19 Aralık 2016 Pazartesi

Geri Gel Ey Osmanlı

         Necip Fazıl KISAKÜREK, 1969 yılında yazdığı bir yazıda "Arsadaki odun yığınının gizli bir köşesinde tek bir kıvılcım noktasıyız biz!" demiş ve şöyle sürdürmüştü sözlerini: "Odunların üstüne, yıllardır ve asırlardır yağmadık yağmur, düşmedik kar kalmadı. Onları küf basmış, pas yutmuş, rutubet bürümüş; üstelik Garp dünyasının bütün kanalizasyonları bu odunların üzerine akmıştır. İşte arsadaki böyle bir odun yığının gizli bir köşesinde tek bir kıvılcım noktasıyız biz!
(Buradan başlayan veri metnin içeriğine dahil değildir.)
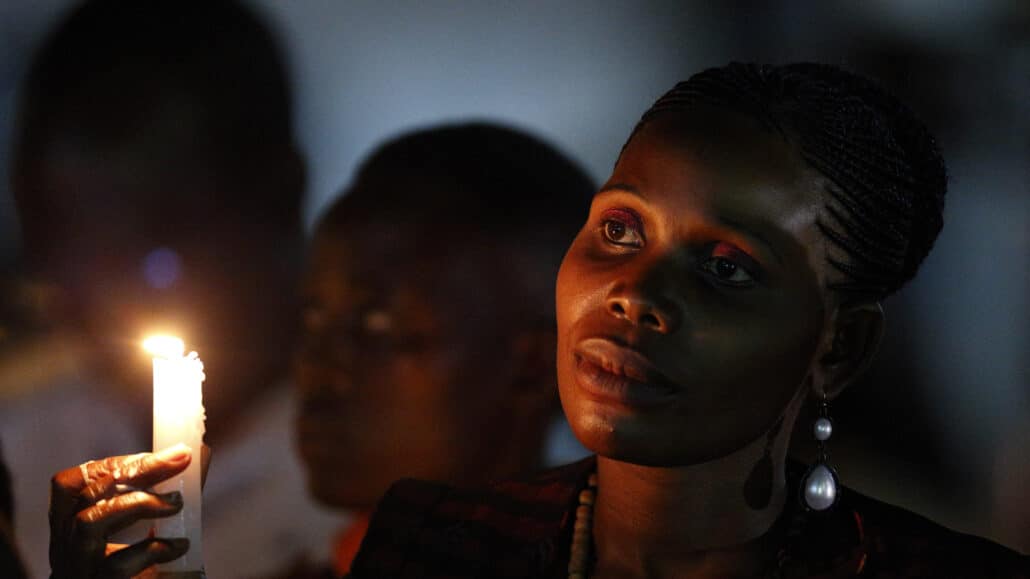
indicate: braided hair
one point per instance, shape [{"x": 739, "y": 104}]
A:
[{"x": 886, "y": 178}]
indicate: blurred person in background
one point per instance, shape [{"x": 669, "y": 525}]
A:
[
  {"x": 428, "y": 333},
  {"x": 159, "y": 189}
]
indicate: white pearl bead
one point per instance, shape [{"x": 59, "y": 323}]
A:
[
  {"x": 823, "y": 429},
  {"x": 820, "y": 488}
]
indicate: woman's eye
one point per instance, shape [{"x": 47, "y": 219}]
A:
[
  {"x": 726, "y": 271},
  {"x": 622, "y": 230}
]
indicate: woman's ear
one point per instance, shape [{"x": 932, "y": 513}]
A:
[{"x": 857, "y": 332}]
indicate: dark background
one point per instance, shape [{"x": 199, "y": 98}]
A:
[{"x": 940, "y": 424}]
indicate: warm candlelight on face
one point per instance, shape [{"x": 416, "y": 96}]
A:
[{"x": 178, "y": 418}]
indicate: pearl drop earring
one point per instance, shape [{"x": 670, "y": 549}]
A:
[{"x": 820, "y": 487}]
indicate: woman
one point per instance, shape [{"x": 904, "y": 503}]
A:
[{"x": 729, "y": 272}]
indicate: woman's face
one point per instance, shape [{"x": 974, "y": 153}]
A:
[{"x": 691, "y": 305}]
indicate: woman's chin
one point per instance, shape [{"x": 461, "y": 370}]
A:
[{"x": 630, "y": 441}]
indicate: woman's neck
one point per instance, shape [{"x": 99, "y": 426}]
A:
[{"x": 693, "y": 520}]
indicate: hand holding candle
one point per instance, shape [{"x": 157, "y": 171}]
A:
[{"x": 178, "y": 418}]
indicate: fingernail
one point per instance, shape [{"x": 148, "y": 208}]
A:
[
  {"x": 178, "y": 544},
  {"x": 173, "y": 498},
  {"x": 174, "y": 454}
]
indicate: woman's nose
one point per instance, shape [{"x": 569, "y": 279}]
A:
[{"x": 640, "y": 309}]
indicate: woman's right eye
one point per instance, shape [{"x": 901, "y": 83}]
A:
[{"x": 622, "y": 228}]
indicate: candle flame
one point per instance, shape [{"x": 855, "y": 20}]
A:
[{"x": 165, "y": 346}]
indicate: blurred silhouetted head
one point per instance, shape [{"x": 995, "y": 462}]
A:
[
  {"x": 157, "y": 178},
  {"x": 428, "y": 332}
]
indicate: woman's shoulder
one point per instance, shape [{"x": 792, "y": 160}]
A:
[
  {"x": 512, "y": 528},
  {"x": 900, "y": 543}
]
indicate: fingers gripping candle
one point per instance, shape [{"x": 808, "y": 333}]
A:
[{"x": 178, "y": 418}]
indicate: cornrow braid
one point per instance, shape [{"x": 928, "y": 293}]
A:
[{"x": 886, "y": 186}]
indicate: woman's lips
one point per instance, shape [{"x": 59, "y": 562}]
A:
[{"x": 609, "y": 371}]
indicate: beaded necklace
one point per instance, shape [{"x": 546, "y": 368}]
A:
[{"x": 579, "y": 556}]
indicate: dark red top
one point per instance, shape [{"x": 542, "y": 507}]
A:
[{"x": 522, "y": 529}]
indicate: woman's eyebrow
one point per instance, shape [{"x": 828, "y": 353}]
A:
[
  {"x": 753, "y": 231},
  {"x": 621, "y": 188}
]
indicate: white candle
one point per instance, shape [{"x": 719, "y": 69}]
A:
[{"x": 178, "y": 417}]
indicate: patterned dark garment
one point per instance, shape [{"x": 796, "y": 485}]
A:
[{"x": 522, "y": 529}]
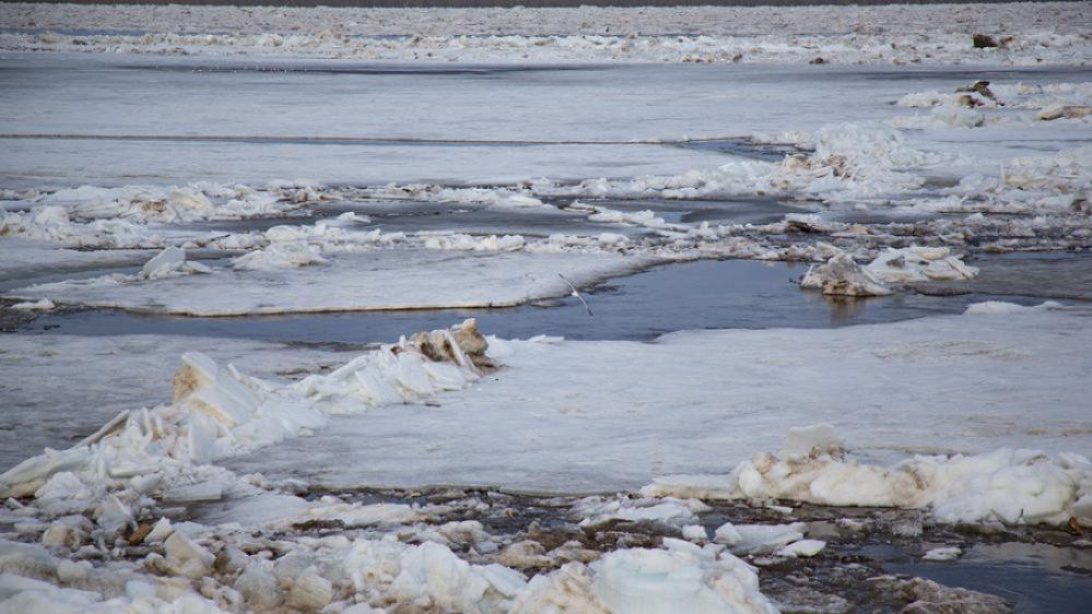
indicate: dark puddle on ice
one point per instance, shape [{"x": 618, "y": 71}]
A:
[
  {"x": 728, "y": 294},
  {"x": 1036, "y": 578}
]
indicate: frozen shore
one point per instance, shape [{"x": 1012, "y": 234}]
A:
[{"x": 1022, "y": 33}]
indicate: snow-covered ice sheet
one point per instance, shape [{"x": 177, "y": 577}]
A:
[
  {"x": 554, "y": 122},
  {"x": 386, "y": 279},
  {"x": 58, "y": 389},
  {"x": 601, "y": 415}
]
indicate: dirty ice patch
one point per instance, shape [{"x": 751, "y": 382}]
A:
[
  {"x": 1007, "y": 485},
  {"x": 391, "y": 279},
  {"x": 849, "y": 161}
]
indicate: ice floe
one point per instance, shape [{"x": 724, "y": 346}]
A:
[{"x": 1007, "y": 485}]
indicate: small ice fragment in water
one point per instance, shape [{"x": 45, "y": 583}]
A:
[{"x": 946, "y": 553}]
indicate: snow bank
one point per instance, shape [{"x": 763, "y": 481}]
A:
[
  {"x": 842, "y": 275},
  {"x": 1007, "y": 485}
]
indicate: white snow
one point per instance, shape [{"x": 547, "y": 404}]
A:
[
  {"x": 590, "y": 415},
  {"x": 721, "y": 34},
  {"x": 1012, "y": 486}
]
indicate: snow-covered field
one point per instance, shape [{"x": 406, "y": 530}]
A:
[{"x": 180, "y": 163}]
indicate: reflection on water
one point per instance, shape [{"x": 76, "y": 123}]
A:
[
  {"x": 730, "y": 294},
  {"x": 1037, "y": 578}
]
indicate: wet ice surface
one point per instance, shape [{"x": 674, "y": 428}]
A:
[
  {"x": 728, "y": 294},
  {"x": 1037, "y": 578}
]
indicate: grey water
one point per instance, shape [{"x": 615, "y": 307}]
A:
[{"x": 1035, "y": 578}]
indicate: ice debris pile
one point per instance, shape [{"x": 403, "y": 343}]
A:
[
  {"x": 1013, "y": 486},
  {"x": 842, "y": 275},
  {"x": 220, "y": 412}
]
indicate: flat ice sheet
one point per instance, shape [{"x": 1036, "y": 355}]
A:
[
  {"x": 388, "y": 279},
  {"x": 605, "y": 415}
]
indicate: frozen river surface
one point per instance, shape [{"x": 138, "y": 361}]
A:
[
  {"x": 285, "y": 215},
  {"x": 253, "y": 120}
]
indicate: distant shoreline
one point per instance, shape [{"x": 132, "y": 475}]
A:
[{"x": 527, "y": 3}]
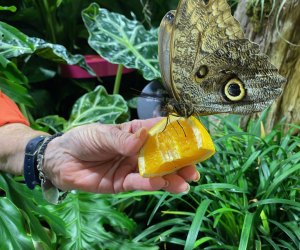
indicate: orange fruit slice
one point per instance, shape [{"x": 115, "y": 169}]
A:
[{"x": 173, "y": 143}]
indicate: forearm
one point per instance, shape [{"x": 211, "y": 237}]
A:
[{"x": 13, "y": 140}]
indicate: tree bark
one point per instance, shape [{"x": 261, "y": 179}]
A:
[{"x": 279, "y": 37}]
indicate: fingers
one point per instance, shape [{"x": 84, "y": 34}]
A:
[
  {"x": 189, "y": 173},
  {"x": 173, "y": 183},
  {"x": 176, "y": 184}
]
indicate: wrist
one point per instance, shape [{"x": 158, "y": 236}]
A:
[{"x": 53, "y": 160}]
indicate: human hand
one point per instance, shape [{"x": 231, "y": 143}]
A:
[{"x": 103, "y": 159}]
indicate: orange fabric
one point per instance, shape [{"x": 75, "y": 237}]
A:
[{"x": 9, "y": 111}]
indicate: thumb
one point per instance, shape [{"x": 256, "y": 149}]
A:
[{"x": 129, "y": 144}]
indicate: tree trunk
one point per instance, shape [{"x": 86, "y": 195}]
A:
[{"x": 279, "y": 37}]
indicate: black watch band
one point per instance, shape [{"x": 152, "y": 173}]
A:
[{"x": 31, "y": 174}]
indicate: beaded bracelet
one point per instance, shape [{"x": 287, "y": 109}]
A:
[{"x": 33, "y": 163}]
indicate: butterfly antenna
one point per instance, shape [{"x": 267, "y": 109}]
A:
[
  {"x": 181, "y": 128},
  {"x": 168, "y": 119}
]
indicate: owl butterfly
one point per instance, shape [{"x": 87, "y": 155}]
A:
[{"x": 208, "y": 66}]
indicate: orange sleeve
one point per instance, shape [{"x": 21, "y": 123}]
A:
[{"x": 9, "y": 112}]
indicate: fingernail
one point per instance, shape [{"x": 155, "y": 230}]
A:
[
  {"x": 198, "y": 177},
  {"x": 140, "y": 132},
  {"x": 187, "y": 190}
]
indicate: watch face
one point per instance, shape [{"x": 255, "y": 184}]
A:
[{"x": 150, "y": 101}]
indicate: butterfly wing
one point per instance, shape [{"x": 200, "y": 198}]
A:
[{"x": 213, "y": 67}]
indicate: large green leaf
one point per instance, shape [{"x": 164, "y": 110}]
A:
[
  {"x": 122, "y": 41},
  {"x": 86, "y": 216},
  {"x": 14, "y": 43},
  {"x": 98, "y": 106},
  {"x": 12, "y": 231},
  {"x": 31, "y": 203},
  {"x": 13, "y": 82},
  {"x": 95, "y": 106}
]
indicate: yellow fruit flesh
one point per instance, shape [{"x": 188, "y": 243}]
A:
[{"x": 173, "y": 144}]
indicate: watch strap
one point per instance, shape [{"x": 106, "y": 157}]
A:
[{"x": 31, "y": 174}]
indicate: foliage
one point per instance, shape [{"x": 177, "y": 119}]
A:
[
  {"x": 248, "y": 194},
  {"x": 122, "y": 41}
]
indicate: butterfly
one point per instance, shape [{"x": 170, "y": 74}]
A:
[{"x": 207, "y": 64}]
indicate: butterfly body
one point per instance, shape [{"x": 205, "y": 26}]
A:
[{"x": 209, "y": 67}]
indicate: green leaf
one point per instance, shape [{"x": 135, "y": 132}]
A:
[
  {"x": 13, "y": 83},
  {"x": 197, "y": 221},
  {"x": 98, "y": 106},
  {"x": 14, "y": 43},
  {"x": 122, "y": 41},
  {"x": 87, "y": 216},
  {"x": 54, "y": 123},
  {"x": 246, "y": 231},
  {"x": 12, "y": 231}
]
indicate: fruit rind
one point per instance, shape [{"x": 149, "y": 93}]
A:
[{"x": 205, "y": 148}]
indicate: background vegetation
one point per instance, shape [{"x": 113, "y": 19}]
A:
[{"x": 248, "y": 194}]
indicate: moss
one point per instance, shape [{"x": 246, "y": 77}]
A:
[{"x": 258, "y": 11}]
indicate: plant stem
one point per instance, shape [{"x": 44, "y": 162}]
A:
[{"x": 118, "y": 79}]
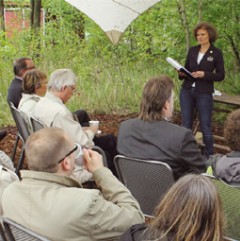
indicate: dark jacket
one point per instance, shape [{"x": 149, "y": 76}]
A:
[
  {"x": 163, "y": 141},
  {"x": 212, "y": 64},
  {"x": 15, "y": 91}
]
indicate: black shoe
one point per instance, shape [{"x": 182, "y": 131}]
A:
[{"x": 2, "y": 134}]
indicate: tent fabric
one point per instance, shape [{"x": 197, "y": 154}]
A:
[{"x": 113, "y": 16}]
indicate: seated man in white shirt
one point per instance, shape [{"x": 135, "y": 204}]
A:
[
  {"x": 51, "y": 110},
  {"x": 54, "y": 205}
]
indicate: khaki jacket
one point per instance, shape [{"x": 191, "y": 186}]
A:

Biz ki, onun gizli bir köşesinde tek ve son kıvılcım noktasıyız, onun nasıl yakar,tutuşturur, alevlerle sarabiliriz?"
         Bu gün ne mutlu bizlere ki, kıtalara gölge salan Osmanlı ormanı'nın kesilip metruk bir arsaya atılmış son odun yığını içinde hangi bereketli duanın eseri olarak kaldığını bilemediğimiz o son kıvılcımın nasıl bir yangına dönüştüğüne şahit oluyor ve gelecek adına umutlanıyoruz. Lakin o yitirdiğimiz orman nasıl bir şeydi, neye benziyordu? Ormanın ruhu üç kıtaya hangi sırlı yollardan dallarını uzatmış, gölgesinde 72 milleti bir insanlık bahçesi içinde hangi iksirle yaşatabilmişti? Osmanlı sevinci bir daha yaşanabilir, bir başka değişle Osmanlı geri gelebilirmiydi?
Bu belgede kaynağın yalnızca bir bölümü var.